The plateau effect has been used to describe when students experience a dwindling benefit from their learning effort. For language learners, this often occurs once you've reached the intermediate level. For me, four years-in since recommitting to the French language, I definitely feel that I am plateau-ing.

While I've spent the past seven weeks growing immensely as a person: establishing healthier habits in body, mind, and spirit, a better relationship with myself, and exploring who I am and what I want from life, I've also spent the past seven weeks feeling that, at best, I am maintaining my French. I came into this program aspiring to improve my French to a level of general professional proficiency. On the ILR scale, that's a 3 or "Superior". I tested in at a 2 or "Advanced-Mid," and was hoping to reach a 2+ or "Advanced-High" by the end of my time in Gainesville.

In other words, my goal is to be able to use French in such a way that I would have little to no difficulty with complex topics in complex environments. Right now, I can discuss these topics, but my listening partner has to be patient and let me get to what I'm saying in sometimes roundabout ways. I can feel myself improving in my comfort with talking about topics I haven't necessarily discussed before, but I can't tell if my linguistic competency is growing, or just my confidence. Although I know my time here in Gainesville and soon in Dakar will catalyze immense growth in me as a person, I find myself starting to worry that I'll leave this program linguistically just as I entered.

"Growth is often messy, uncomfortable, and full of feelings you weren't expecting. But it's necessary." 

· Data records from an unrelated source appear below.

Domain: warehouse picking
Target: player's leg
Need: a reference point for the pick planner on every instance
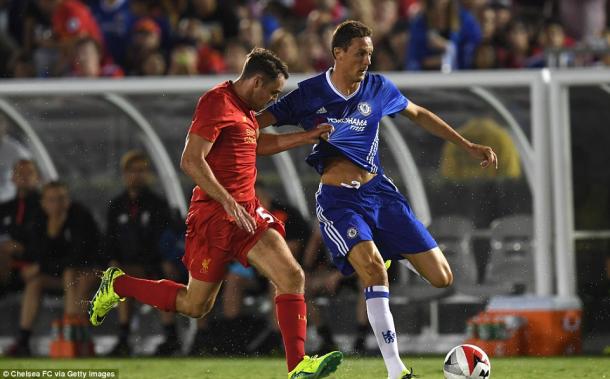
(171, 344)
(432, 266)
(122, 349)
(272, 258)
(370, 268)
(400, 233)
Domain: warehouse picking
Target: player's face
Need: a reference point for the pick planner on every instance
(356, 59)
(25, 176)
(267, 91)
(55, 201)
(136, 175)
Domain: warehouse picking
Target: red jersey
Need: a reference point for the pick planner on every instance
(73, 19)
(223, 118)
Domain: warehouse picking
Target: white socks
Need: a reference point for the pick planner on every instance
(382, 322)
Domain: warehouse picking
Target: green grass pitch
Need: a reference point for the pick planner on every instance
(352, 367)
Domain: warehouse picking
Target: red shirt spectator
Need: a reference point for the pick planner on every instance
(73, 19)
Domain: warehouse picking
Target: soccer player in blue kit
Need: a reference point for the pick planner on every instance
(363, 217)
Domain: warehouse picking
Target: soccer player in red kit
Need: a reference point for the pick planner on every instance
(225, 221)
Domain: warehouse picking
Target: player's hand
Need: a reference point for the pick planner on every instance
(239, 214)
(321, 131)
(485, 154)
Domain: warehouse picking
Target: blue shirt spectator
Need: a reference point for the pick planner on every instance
(115, 20)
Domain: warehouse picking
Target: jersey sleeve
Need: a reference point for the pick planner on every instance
(392, 99)
(210, 117)
(287, 110)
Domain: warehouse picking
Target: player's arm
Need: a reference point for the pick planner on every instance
(435, 125)
(265, 119)
(193, 163)
(269, 144)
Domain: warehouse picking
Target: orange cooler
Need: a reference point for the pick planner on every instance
(552, 323)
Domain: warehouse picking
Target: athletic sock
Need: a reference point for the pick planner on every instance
(326, 335)
(170, 331)
(123, 332)
(291, 316)
(382, 322)
(160, 294)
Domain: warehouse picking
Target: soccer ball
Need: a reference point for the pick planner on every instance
(467, 361)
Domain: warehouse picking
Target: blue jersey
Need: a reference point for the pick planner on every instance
(355, 118)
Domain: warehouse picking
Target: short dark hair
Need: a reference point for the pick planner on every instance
(132, 156)
(346, 31)
(263, 61)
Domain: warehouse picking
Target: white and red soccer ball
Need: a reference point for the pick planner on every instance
(467, 361)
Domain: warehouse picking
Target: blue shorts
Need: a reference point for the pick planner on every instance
(374, 212)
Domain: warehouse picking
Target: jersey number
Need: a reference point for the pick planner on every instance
(264, 215)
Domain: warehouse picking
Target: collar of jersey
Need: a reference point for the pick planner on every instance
(330, 83)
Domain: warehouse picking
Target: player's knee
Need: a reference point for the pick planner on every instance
(375, 273)
(443, 280)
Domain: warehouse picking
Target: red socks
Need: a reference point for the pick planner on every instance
(158, 293)
(292, 318)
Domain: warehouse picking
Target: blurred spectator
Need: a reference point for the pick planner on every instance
(18, 218)
(159, 12)
(518, 52)
(11, 151)
(153, 65)
(7, 50)
(115, 20)
(145, 40)
(184, 60)
(605, 59)
(192, 33)
(327, 12)
(284, 44)
(485, 57)
(37, 38)
(87, 61)
(385, 17)
(21, 65)
(552, 40)
(408, 9)
(235, 56)
(583, 19)
(72, 20)
(391, 50)
(313, 52)
(487, 20)
(64, 249)
(457, 165)
(503, 17)
(219, 19)
(137, 219)
(444, 37)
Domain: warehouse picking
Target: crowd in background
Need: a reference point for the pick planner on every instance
(116, 38)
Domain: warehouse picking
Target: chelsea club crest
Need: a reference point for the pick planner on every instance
(364, 108)
(352, 232)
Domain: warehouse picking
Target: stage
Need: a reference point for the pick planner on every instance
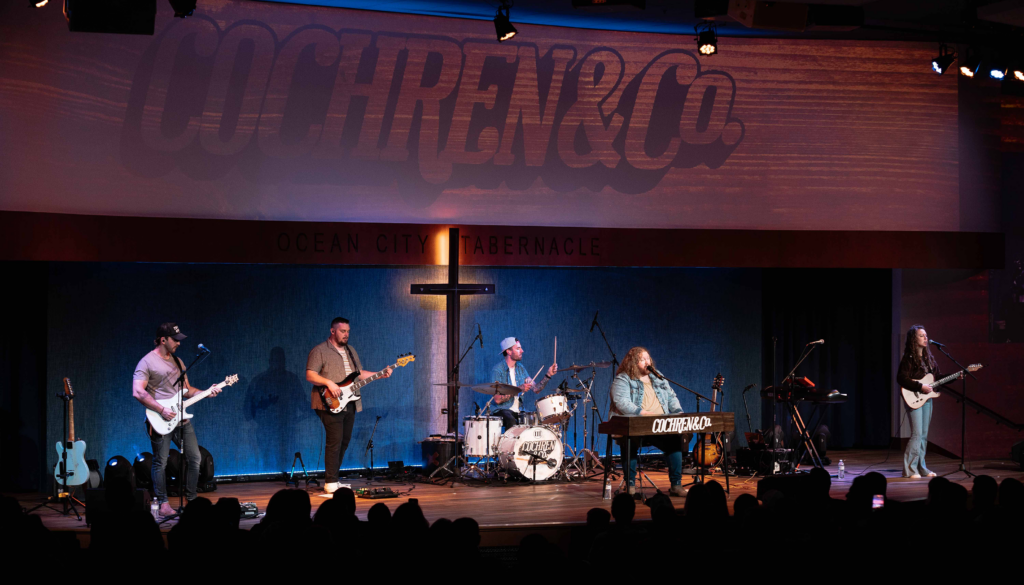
(507, 512)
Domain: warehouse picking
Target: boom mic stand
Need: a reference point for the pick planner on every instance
(370, 448)
(180, 384)
(597, 411)
(963, 465)
(454, 377)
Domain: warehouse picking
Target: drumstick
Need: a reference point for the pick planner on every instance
(537, 374)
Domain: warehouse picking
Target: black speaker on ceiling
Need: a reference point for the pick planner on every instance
(119, 16)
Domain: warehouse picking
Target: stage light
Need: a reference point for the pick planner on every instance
(971, 67)
(997, 69)
(504, 28)
(183, 8)
(707, 39)
(945, 58)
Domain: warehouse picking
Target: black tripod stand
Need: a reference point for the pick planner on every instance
(963, 466)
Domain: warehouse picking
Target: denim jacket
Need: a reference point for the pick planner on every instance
(627, 395)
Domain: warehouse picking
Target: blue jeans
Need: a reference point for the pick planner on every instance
(162, 447)
(913, 457)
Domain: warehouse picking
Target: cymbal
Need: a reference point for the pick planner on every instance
(495, 388)
(596, 365)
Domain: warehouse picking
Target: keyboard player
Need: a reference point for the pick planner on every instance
(635, 392)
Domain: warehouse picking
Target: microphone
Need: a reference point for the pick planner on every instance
(652, 370)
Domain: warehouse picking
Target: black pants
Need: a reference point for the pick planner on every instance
(339, 431)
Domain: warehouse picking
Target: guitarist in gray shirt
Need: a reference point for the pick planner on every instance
(330, 363)
(154, 379)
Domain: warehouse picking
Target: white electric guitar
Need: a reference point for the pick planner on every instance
(914, 400)
(162, 426)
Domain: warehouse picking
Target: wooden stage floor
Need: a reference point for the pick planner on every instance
(515, 509)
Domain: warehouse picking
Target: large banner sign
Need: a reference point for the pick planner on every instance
(263, 111)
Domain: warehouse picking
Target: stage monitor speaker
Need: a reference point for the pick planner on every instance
(206, 471)
(798, 487)
(119, 16)
(95, 477)
(96, 507)
(119, 468)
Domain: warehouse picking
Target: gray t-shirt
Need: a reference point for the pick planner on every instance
(328, 362)
(159, 375)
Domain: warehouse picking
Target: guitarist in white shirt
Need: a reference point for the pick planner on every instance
(154, 379)
(328, 364)
(916, 363)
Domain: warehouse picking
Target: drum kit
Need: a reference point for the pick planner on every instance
(536, 448)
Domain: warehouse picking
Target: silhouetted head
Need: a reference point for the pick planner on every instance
(623, 508)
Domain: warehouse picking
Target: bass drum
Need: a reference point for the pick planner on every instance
(518, 447)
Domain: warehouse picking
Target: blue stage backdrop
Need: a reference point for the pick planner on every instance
(261, 321)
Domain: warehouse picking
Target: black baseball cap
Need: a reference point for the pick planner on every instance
(170, 330)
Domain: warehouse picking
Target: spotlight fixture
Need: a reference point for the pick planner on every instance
(969, 68)
(503, 28)
(997, 69)
(183, 8)
(707, 38)
(945, 58)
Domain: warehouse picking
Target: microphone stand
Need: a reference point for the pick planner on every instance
(963, 465)
(454, 377)
(614, 368)
(370, 448)
(180, 384)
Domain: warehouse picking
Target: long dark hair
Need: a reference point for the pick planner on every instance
(926, 360)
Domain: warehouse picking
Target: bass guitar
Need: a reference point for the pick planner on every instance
(162, 426)
(713, 450)
(350, 384)
(914, 400)
(76, 469)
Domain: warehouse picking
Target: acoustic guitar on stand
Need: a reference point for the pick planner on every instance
(914, 400)
(351, 383)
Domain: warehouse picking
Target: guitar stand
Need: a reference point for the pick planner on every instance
(66, 497)
(291, 479)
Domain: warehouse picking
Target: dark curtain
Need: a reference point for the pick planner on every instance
(851, 309)
(23, 379)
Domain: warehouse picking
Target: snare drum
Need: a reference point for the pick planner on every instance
(477, 429)
(519, 443)
(553, 409)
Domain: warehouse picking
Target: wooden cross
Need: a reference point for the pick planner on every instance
(453, 291)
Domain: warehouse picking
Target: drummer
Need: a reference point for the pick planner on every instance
(511, 371)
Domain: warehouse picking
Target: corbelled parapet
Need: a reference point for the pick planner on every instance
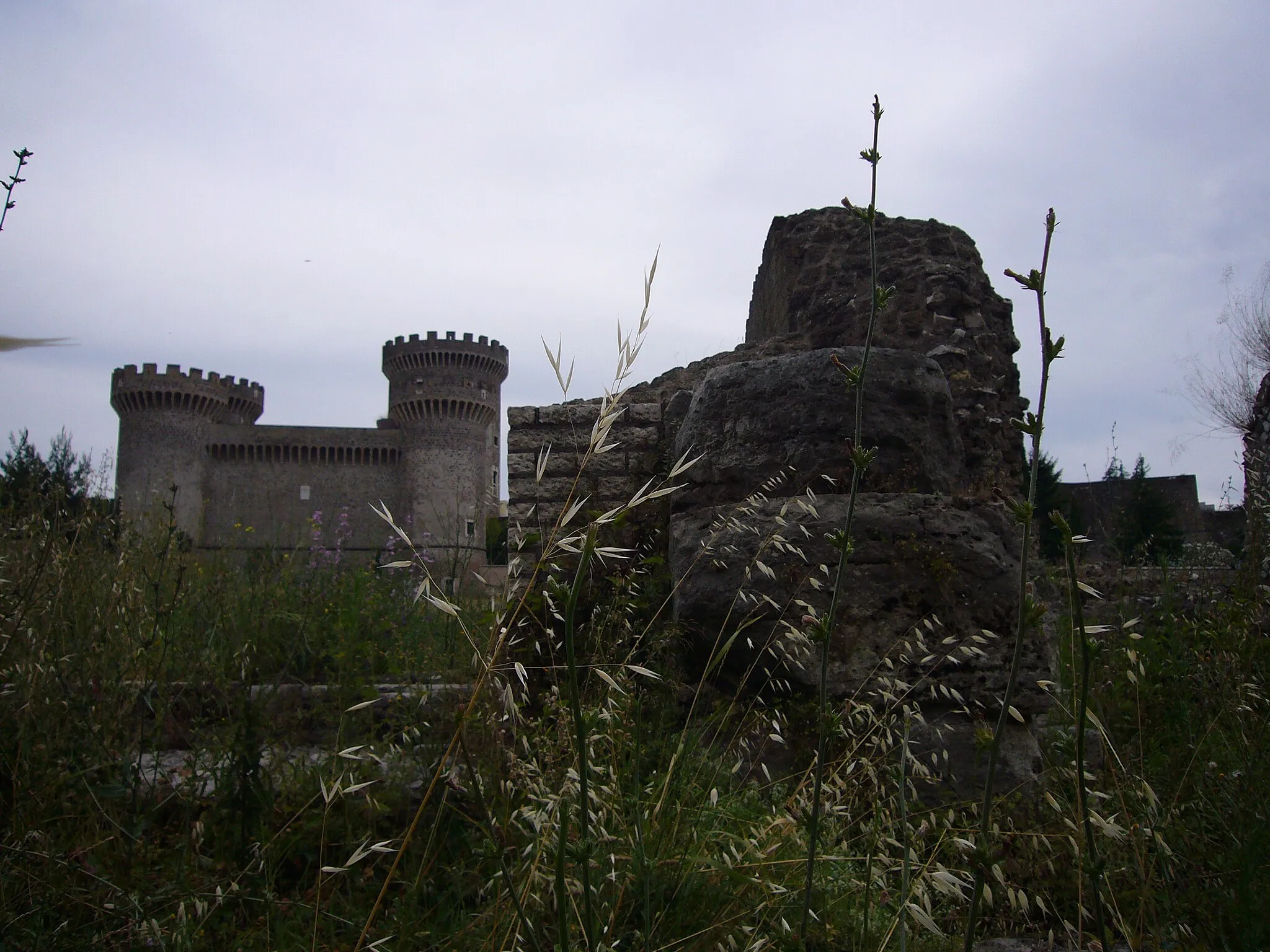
(814, 284)
(435, 379)
(219, 399)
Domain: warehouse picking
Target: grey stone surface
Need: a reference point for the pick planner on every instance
(916, 558)
(793, 413)
(915, 555)
(774, 414)
(813, 284)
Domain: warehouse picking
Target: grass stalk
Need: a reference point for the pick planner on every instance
(860, 459)
(1093, 862)
(497, 844)
(1029, 612)
(905, 873)
(562, 863)
(579, 724)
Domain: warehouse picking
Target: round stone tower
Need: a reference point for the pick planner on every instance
(445, 395)
(163, 423)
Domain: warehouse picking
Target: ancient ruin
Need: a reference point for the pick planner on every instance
(773, 418)
(433, 460)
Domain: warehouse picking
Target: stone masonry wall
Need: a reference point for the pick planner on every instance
(611, 478)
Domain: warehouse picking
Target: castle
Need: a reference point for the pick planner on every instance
(433, 460)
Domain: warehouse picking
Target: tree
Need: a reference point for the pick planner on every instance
(1226, 389)
(63, 483)
(1145, 527)
(1050, 496)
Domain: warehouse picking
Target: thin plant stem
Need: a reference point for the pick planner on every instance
(579, 724)
(562, 862)
(904, 832)
(12, 183)
(1033, 425)
(1094, 865)
(860, 459)
(873, 850)
(488, 824)
(642, 868)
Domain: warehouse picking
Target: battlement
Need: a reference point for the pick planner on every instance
(220, 399)
(481, 356)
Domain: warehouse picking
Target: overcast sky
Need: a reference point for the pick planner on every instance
(272, 190)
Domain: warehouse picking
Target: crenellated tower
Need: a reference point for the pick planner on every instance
(445, 397)
(164, 419)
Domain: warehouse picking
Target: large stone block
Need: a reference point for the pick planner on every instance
(915, 557)
(755, 419)
(813, 284)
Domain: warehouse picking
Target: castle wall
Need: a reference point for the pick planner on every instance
(610, 480)
(445, 397)
(163, 423)
(433, 461)
(300, 487)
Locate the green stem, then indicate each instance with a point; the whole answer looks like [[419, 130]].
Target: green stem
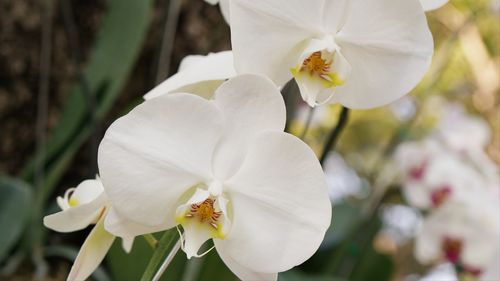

There are moments where I feel really positive. In class and in our conversation practice, we discuss topics ranging from Artificial Intelligence to gentrification to the death penalty to what happens after we die, and I hold my own.

But there's also an endless stream of words I don't recognize –– my French vocabulary list has now grown to 459 words, and that's not including the hundreds of ones I underline in our novels. I continue to make mistakes in French conjugations that I learned year 2. And I still have to watch French films with French subtitles if I want to understand more than 50% of the plot. All this is to say, I'm frustrated.

The shadow of an OPI (Oral Proficiency Exam) is looming in the near future, so catch me spending the last of my time in Gainesville flipping through flashcards and watching French newscasts religiously. I'm reminding myself to trust the process, but also not to lose my motivation to really know this language. It won't just come to me naturally. It's a continual and conscious effort of doing.